We are currently extracting several Teradata .TPT files that we will upload to AWS S3, however the files are coming with ANSI encode

I need them to come with encode UTF-8

Solution

You must specify the character set in your TPT script. At the top add:

USING CHARACTER SET UTF8

The tricky part is that UTF8 here has 3 bytes per character, so in your DEFINE SCHEMA you must triple the size of each field.
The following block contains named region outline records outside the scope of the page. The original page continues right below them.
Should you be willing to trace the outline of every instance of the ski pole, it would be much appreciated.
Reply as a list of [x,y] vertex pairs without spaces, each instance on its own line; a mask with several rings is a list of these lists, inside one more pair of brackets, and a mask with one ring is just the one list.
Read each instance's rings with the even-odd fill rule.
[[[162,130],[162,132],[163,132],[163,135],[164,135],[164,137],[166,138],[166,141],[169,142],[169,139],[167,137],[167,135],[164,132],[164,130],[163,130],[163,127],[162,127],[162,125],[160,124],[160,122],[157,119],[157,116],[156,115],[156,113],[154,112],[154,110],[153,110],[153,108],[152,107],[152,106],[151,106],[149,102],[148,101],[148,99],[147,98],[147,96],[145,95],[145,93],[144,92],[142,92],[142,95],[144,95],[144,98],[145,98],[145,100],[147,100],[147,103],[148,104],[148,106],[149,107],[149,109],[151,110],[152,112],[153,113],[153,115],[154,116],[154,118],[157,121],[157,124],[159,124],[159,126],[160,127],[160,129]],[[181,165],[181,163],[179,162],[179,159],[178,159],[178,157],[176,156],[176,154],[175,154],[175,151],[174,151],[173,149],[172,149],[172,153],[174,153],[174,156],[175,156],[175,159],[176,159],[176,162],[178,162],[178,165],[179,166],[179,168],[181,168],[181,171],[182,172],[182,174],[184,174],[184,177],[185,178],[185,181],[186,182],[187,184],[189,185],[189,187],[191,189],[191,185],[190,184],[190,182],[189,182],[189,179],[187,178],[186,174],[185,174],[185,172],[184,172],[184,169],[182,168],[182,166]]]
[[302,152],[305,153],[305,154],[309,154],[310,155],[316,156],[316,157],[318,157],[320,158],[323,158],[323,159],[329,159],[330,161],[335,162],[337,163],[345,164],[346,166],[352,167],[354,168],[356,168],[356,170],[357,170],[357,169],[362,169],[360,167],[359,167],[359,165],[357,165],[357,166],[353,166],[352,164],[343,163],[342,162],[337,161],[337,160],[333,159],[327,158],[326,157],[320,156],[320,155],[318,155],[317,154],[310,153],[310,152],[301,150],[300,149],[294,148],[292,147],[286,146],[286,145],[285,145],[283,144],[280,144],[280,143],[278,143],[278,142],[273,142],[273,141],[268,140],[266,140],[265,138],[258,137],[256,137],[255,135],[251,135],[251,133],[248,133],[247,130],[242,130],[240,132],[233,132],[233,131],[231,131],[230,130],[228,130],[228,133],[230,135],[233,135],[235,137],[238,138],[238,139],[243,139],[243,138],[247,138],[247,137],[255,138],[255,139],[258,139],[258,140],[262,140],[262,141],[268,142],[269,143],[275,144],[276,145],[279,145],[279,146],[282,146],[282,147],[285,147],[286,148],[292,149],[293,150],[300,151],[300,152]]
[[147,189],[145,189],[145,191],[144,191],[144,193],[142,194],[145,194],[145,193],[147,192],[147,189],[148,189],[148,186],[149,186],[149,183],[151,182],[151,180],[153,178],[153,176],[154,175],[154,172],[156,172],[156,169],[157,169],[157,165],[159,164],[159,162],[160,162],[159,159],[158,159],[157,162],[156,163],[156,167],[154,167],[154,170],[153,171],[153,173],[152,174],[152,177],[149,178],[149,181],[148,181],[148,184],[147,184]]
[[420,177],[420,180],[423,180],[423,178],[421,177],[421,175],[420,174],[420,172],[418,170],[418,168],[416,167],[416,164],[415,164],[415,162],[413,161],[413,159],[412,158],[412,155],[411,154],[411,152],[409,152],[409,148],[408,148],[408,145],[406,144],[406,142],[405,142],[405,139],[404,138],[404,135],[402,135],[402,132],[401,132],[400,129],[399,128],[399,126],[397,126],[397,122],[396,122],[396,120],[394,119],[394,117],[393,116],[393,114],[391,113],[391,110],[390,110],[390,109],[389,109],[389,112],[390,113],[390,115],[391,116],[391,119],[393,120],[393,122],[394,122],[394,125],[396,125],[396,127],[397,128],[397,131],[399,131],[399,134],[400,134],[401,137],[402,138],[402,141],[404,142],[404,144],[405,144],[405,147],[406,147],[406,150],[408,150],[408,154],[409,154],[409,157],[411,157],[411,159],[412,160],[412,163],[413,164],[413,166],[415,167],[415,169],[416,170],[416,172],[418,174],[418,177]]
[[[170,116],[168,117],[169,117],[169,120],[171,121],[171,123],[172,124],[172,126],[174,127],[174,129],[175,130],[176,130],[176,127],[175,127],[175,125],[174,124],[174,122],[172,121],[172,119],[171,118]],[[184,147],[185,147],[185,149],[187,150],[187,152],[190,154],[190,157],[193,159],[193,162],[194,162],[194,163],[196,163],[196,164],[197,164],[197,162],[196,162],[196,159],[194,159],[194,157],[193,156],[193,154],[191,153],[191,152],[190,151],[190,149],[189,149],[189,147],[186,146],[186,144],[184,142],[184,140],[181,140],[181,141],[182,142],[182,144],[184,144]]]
For example if your schema looks like:

   DEFINE SCHEMA s_some_export
    (
            status VARCHAR(20),
            userid VARCHAR(20),
            firstname VARCHAR(64),
    );

You'll have to triple the values to accommodate your UTF8 characters:

   DEFINE SCHEMA s_some_export
    (
            status VARCHAR(60),
            userid VARCHAR(60),
            firstname VARCHAR(192),
    );

Sometimes, because I'm lazy, I define my TPT with USING CHARACTER SET UTF16 so that I only need double each field size (the math is easier). BUT it means I have to convert it to UTF8 after extraction. In Linux this would just be iconv -f UTF-16LE -t UTF-8 myoutputfile.csv > myoutputfile.utf8.csv

Some caveats:

If your table's field is defined as CHAR and CHARACTER SET LATIN then you may run into column size issues with your schema. see here
Dates and Timestamps can get wierd as they don't need to be doubled so defining them as VARCHAR in your schema can get you into trouble. You may have to fuss around a bit here. My suggestion would be to change the view from which you are selecting the data for you TPT and CAST(yourdate AS VARCHAR(10)) as yourdate and then use VARCHAR(30) in your schema so you don't have to think about the field types while defining your schema. This means extra CPU overhead in your extraction, but unless you are running tight on resources I think it's worth it. I'm also very lazy that way and always happy to just get the damned TPT to extract data without much debugging.